La porte s’ouvre juste après. Vous en avez mis du temps les larbins! La femme se précipite vers le verre qui est brisé au pied de la table alors que l’homme vient vers moi et me regarde consterné. Je ne les aime pas, mais ils sont les seuls qui acceptent véritablement de s’occuper de moi. Je m’efforce d’être un minimum agréable avec eux deux. Ils sont vieux, ce serait facile de m’en débarasser, mais si je le fais, je vais me retrouver avec une bonne femme au bord des larmes comme quand la vieille Sachi était malade et que le vieux Jiro s’occupait d’elle. Ils sont probablement les plus compétents du manoir. Il m’enlève le bâillon et je bouge ma mâchoire pour détendre mes muscles.
« Jeune maître, calmez-vous s’il vous plait! Votre mère va encore rallonger votre punition sinon… »
« Je n’ai plus 5 ans, il va falloir que la mégère comprenne ça un jour! »
« Certes, certes…Nous allons vous détacher pour une visite médicale de toute façon. Votre médecin n’est plus à Kumo et il vous faut rencontrer quelqu’un pour le suivi de votre état de santé. »
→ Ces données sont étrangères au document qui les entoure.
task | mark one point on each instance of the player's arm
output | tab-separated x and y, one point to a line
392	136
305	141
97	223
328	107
« Ne pas m’enfermer 3 jours consécutifs dans une pièce où le soleil passe à peine et ne pas m’injecter des produits douteux dans le bras me semble une solution. »
Il rigole amèrement, il sait que j’ai raison. Je ne vais pas m’étendre sur le sujet de toute façon, cela ne servira à rien. Il commence à enlever les sangles. J’éprouve une véritable libération quand celle autour de mon coup est défaite, il est pénible de ne pas pouvoir tourner la tête quand bon me semble. Et c’est d’ailleurs la première chose que je fais quand j’ai la possibilité de bouger. Je me frotte les poignets avant de me redresser avec peine sur le lit. Je laisse mes jambes pendre dans le vide comme pour laisser le sang circuler. Je ne peux pas m’empêcher de soupirer de soulagement avant de poser le pied au sol. Sans surprise, je n’ai pas assez de force et je sens que je vais m’écrouler. Le vieux Jiro me retient et m’aide à me redresser le temps que mes jambes cessent de trembler. Je le pousse légèrement quand je sens que je suis capable de marcher seul et me dirige vers la salle de bain. J’ai un minimum d’éducation et il est hors de question qu’on m'examine alors que je suis plein de sueur.
Comme prévu, personne d’autre ne se porte volontaire pour m’accompagner à cette visite et le vieux couple ne bronche pas. Je me dis que si le manoir venait à disparaître… Par mégarde… Ils seraient probablement les seuls que j'essaierais de sortir des décombres. Enfin bon… Je ne sais pas où nous allons, je ne fais que les suivre en essayant de me concentrer sur les paroles de la vieille Sachi. Un vrai moulin à parole cette femme. Mais l’avantage est que j’ai toujours de quoi me concentrer quand on est en extérieur. J’arrive à ne pas entendre les bruits extérieurs qui sont une véritable peine pour moi. Ils me font perdre mon sang froid.
« Au quartier Miwaku, jeune maître! »
« Vous n’aviez pas un médecin compétent chez les Hattori? »
« … Disons qu’ils n’étaient pas vraiment d’accord pour s’occuper de vous. »
« Hm… La mégère a encore ouvert sa bouche rempli de venin à ce que je vois… »
Maudits Hattori et leur culte de la pureté! Je ne suis pas assez bon pour vous? Me prendre pour un raté juste parce que je ne suis pas capable de maîtriser de poison. Je vous prouverais que je ne suis pas aussi faible que vous le pensez! Le jour où je serais capable de ne pas subir votre traitement qui m'assomme, je vous réduirai en cendre vous qui me regardez de haut!
« Un vrai taudis! Digne du clan Miwaku… Allons-y… »
Je ne sais pas qui est le médecin en question, mais j'espère qu’il sera à la hauteur.